None of the journalists “reporting” on Truthy last week explained the scope of the project, including more than 30 published papers, when crafting their viral output. Instead, they pointed to a two-paragraph abstract in Truthy’s $919,917 National Science Foundation grant, awarded in 2011, as evidence of a link to government surveillance programs. This has all been public since 2011 per grant rules, so it’s unclear why conservative media put it in the crosshairs now.

“We were completely blindsided,” said project leader Filippo Menczer, adding that CJR on Thursday was the first media outlet to speak with him. Menczer had just finalized plans with his research team to analyze how Monday’s story in the Washington Free Beacon — “patient zero” in contagion parlance — had become a viral meme in and of itself.

“It’s weird to do an analysis on something that’s happening to us,” he said.

By understanding the way this sort of information organically spreads across the network, researchers hope to be able to distinguish more inorganic patterns. They have recently analyzed “political astroturfing” — campaign or partisan groups tweeting under the guise of grassroots activity — reported on the digital evolution of Occupy Wall Street, created framework to differentiate between spontaneous and manufactured Twitter memes, and studied whether information goes viral by spreading between communities or within them. Such knowledge carries potentially huge implications as more political activity and social interactions move online. 

Despite Truthy’s body of work, the headline atop the Free Beacon’s story on Monday read, “Feds creating database to track ‘hate speech’ on Twitter.” The piece itself was less blunt in its conclusions on the project. But author Elizabeth Harrington made sure to highlight its Stephen Colbert-inspired name and Menczer’s previous support for liberal political groups —  a fact he makes publicly available online. Harrington did not respond to a request for comment.

“The headlines are saying something that is completely false and fabricated,” Menczer said. “We are not defining hate speech. We are not tracking people. We don’t have a database.” 

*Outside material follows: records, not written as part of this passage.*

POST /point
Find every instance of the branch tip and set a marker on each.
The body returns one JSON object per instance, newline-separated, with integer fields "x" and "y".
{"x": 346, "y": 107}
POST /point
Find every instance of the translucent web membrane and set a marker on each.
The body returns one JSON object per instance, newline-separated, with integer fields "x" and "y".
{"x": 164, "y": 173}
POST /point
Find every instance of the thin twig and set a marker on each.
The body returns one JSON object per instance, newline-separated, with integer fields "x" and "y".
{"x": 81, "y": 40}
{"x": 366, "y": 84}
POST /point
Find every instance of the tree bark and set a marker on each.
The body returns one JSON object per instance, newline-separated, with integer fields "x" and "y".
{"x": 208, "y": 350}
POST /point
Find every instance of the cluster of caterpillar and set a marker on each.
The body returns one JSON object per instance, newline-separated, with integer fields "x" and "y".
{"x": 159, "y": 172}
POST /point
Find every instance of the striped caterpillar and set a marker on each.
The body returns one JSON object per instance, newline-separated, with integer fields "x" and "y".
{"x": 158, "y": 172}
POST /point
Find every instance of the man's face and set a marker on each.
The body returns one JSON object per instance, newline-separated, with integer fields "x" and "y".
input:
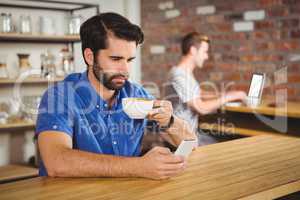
{"x": 202, "y": 54}
{"x": 112, "y": 65}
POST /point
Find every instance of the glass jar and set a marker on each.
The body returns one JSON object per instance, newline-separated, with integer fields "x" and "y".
{"x": 74, "y": 24}
{"x": 48, "y": 65}
{"x": 25, "y": 25}
{"x": 6, "y": 23}
{"x": 66, "y": 61}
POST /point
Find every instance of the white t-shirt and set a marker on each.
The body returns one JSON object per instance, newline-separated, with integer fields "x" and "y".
{"x": 182, "y": 88}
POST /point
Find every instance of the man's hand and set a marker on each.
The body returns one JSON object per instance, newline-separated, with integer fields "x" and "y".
{"x": 160, "y": 163}
{"x": 162, "y": 112}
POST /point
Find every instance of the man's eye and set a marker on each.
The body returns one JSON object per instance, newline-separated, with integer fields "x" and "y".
{"x": 130, "y": 60}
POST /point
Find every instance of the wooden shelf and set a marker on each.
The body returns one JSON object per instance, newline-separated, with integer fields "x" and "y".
{"x": 292, "y": 109}
{"x": 18, "y": 125}
{"x": 31, "y": 80}
{"x": 234, "y": 130}
{"x": 16, "y": 37}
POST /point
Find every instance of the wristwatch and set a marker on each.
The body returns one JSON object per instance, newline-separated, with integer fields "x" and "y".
{"x": 171, "y": 122}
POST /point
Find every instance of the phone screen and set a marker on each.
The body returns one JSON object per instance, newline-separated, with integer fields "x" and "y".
{"x": 256, "y": 85}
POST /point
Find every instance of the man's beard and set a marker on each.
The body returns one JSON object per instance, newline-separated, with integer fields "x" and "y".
{"x": 107, "y": 78}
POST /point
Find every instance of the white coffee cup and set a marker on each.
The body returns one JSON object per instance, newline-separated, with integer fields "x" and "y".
{"x": 137, "y": 108}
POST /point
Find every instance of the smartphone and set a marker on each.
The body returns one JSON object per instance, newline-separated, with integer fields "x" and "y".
{"x": 185, "y": 148}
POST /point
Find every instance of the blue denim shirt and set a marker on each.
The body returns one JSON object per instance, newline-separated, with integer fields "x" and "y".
{"x": 74, "y": 108}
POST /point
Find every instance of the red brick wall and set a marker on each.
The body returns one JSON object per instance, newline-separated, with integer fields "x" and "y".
{"x": 273, "y": 42}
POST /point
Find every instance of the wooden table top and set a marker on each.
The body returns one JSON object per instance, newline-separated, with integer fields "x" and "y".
{"x": 13, "y": 172}
{"x": 291, "y": 109}
{"x": 260, "y": 167}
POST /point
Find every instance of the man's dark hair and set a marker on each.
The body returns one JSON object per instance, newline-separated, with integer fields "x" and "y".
{"x": 94, "y": 31}
{"x": 192, "y": 39}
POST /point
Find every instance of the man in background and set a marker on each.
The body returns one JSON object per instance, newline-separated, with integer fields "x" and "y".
{"x": 184, "y": 91}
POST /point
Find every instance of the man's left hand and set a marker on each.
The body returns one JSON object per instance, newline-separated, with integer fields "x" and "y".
{"x": 162, "y": 112}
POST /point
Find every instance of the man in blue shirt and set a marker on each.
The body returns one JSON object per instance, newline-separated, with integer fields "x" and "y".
{"x": 82, "y": 129}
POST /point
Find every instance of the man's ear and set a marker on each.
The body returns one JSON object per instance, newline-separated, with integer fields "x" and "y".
{"x": 193, "y": 50}
{"x": 88, "y": 56}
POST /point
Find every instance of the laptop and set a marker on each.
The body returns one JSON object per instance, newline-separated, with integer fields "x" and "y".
{"x": 255, "y": 91}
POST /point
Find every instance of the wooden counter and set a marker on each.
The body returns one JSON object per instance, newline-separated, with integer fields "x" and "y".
{"x": 260, "y": 167}
{"x": 291, "y": 109}
{"x": 16, "y": 172}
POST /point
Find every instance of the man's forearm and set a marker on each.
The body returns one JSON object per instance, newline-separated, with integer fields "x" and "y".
{"x": 76, "y": 163}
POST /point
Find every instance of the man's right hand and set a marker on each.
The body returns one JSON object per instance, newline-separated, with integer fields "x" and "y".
{"x": 160, "y": 163}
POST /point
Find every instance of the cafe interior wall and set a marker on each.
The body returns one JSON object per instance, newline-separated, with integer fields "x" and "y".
{"x": 247, "y": 36}
{"x": 128, "y": 8}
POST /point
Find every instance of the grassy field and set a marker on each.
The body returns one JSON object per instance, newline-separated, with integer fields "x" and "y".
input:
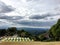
{"x": 29, "y": 43}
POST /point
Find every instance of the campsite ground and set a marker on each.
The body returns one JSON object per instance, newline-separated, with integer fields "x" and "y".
{"x": 29, "y": 43}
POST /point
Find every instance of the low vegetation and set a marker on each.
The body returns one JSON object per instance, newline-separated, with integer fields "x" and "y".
{"x": 51, "y": 35}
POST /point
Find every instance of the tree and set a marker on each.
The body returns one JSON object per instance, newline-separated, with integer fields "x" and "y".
{"x": 54, "y": 32}
{"x": 2, "y": 32}
{"x": 11, "y": 31}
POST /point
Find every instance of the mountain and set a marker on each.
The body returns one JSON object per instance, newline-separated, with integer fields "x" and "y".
{"x": 54, "y": 32}
{"x": 34, "y": 31}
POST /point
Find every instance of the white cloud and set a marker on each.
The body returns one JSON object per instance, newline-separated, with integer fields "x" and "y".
{"x": 31, "y": 8}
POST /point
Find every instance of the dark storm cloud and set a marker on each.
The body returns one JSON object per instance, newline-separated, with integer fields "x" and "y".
{"x": 35, "y": 23}
{"x": 42, "y": 16}
{"x": 4, "y": 8}
{"x": 11, "y": 17}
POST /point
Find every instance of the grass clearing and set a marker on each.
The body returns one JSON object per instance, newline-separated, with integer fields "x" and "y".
{"x": 30, "y": 43}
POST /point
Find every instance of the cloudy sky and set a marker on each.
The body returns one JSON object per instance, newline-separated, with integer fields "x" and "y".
{"x": 29, "y": 13}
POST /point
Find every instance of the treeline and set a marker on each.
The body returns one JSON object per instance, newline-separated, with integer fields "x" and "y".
{"x": 51, "y": 35}
{"x": 20, "y": 33}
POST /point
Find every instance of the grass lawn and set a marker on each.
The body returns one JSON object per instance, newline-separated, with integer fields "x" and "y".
{"x": 30, "y": 43}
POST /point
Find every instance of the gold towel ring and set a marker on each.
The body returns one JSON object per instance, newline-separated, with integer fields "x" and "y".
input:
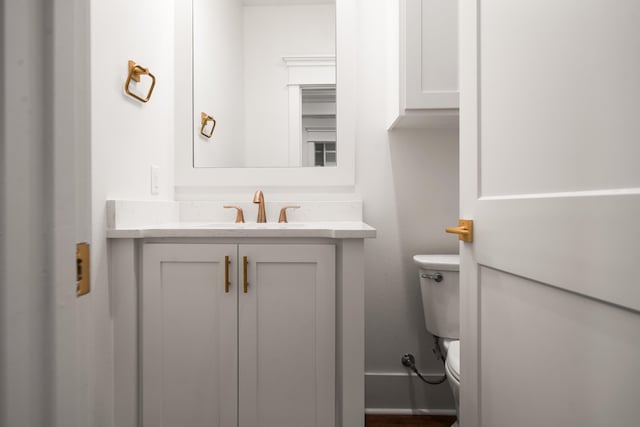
{"x": 204, "y": 119}
{"x": 135, "y": 71}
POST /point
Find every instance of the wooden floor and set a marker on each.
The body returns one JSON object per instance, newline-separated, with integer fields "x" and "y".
{"x": 409, "y": 420}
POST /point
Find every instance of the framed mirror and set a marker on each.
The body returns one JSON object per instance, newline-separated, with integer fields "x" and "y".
{"x": 264, "y": 83}
{"x": 283, "y": 111}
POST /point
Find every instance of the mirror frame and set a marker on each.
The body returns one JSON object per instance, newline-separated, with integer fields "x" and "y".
{"x": 189, "y": 179}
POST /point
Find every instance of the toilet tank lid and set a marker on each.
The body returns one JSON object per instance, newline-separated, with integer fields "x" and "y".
{"x": 438, "y": 262}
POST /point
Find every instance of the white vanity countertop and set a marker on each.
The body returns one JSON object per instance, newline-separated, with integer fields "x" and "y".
{"x": 330, "y": 229}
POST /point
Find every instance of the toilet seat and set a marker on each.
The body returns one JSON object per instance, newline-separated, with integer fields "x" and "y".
{"x": 452, "y": 363}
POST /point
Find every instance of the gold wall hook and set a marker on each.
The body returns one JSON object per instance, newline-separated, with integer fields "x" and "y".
{"x": 464, "y": 230}
{"x": 135, "y": 71}
{"x": 204, "y": 119}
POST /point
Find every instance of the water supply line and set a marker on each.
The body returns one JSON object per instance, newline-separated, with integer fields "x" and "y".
{"x": 409, "y": 361}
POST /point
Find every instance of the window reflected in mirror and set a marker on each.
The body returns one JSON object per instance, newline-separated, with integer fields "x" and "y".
{"x": 265, "y": 70}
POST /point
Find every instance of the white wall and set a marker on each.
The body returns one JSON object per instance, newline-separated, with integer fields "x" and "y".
{"x": 409, "y": 183}
{"x": 127, "y": 138}
{"x": 272, "y": 32}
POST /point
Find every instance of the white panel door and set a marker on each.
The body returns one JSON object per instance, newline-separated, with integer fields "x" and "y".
{"x": 287, "y": 336}
{"x": 189, "y": 336}
{"x": 550, "y": 297}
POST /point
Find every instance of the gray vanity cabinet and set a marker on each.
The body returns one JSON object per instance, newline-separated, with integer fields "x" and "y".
{"x": 238, "y": 343}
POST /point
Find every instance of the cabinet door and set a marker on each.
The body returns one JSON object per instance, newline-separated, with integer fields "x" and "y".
{"x": 431, "y": 54}
{"x": 189, "y": 336}
{"x": 287, "y": 336}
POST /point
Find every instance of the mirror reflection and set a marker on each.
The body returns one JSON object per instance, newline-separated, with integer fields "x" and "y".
{"x": 264, "y": 92}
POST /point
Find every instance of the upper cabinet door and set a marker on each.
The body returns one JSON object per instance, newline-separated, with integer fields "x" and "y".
{"x": 287, "y": 336}
{"x": 189, "y": 335}
{"x": 431, "y": 54}
{"x": 423, "y": 49}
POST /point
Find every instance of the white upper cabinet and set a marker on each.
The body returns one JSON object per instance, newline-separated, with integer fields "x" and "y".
{"x": 423, "y": 56}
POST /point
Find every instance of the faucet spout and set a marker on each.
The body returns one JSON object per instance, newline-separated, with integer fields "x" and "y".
{"x": 259, "y": 198}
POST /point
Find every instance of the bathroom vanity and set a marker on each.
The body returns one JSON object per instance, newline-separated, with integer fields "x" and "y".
{"x": 224, "y": 324}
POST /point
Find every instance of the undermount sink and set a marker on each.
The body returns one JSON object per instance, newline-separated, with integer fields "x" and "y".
{"x": 254, "y": 225}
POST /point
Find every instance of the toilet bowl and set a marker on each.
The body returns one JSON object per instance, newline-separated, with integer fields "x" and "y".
{"x": 440, "y": 290}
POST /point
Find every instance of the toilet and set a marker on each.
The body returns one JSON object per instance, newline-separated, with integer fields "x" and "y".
{"x": 440, "y": 290}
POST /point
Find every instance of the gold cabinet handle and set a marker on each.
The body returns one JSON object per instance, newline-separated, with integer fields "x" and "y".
{"x": 245, "y": 264}
{"x": 226, "y": 274}
{"x": 464, "y": 230}
{"x": 204, "y": 119}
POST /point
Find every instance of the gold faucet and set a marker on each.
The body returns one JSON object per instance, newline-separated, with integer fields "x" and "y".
{"x": 259, "y": 198}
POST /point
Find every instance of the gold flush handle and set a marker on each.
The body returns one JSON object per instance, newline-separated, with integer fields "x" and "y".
{"x": 464, "y": 230}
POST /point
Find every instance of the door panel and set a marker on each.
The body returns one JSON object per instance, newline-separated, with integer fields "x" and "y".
{"x": 553, "y": 354}
{"x": 287, "y": 336}
{"x": 579, "y": 242}
{"x": 189, "y": 341}
{"x": 559, "y": 96}
{"x": 550, "y": 303}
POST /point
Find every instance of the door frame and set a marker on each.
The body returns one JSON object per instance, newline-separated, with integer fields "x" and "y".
{"x": 469, "y": 412}
{"x": 45, "y": 204}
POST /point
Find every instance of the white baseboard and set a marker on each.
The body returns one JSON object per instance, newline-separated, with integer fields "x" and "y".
{"x": 401, "y": 394}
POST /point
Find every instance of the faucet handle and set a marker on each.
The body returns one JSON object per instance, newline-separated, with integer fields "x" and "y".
{"x": 283, "y": 212}
{"x": 239, "y": 213}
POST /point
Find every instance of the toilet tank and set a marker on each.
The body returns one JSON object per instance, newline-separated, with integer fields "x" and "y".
{"x": 440, "y": 299}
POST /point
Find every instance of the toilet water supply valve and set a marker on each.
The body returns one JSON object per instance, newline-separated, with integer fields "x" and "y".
{"x": 409, "y": 361}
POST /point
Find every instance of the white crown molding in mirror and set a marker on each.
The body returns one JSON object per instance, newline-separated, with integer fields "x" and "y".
{"x": 188, "y": 178}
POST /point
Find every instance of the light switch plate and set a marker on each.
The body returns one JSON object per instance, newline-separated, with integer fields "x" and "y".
{"x": 155, "y": 180}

None of those facts stopped readers from spreading the story. The Free Beacon’s article was shared about 4,000 times on Twitter and 10,000 times on Facebook, according to Muck Rack analytics. It was crossposted on the next day, garnering an additional 2,000 shares on Twitter and 15,000 shares on Facebook. And it was quickly picked up by a handful of other prominent right-wing websites, becoming fodder for paranoia-inducing analyses by The Week, Reason, and “Other blogs twisted the meme and mutated the meme until it became completely outlandish,” Menczer said. “I don’t think there’s anything we can say to change that.” 

The coverage even veered into one of conservatives’ favorite topics: failings of the mainstream media. On Wednesday, conservative blogger Ed Morrissey wrote in a post, “the national media appears to have gone radio silent on this latest project.” A quick Google search proves otherwise: Truthy was featured by NPR in 2010, the Wall Street Journal and CJR in 2011, and Fast Co. in 2012, among others. Its research has been cited by dozens of other outlets, including The New York Times, The Atlantic, and CNN. 

“I think, unfortunately, this is exactly the type of misinformation machinery that we study,” Menczer said. “[Right-wing publications] couldn’t care less about us. They’re using this to say something about Obama and the federal government.”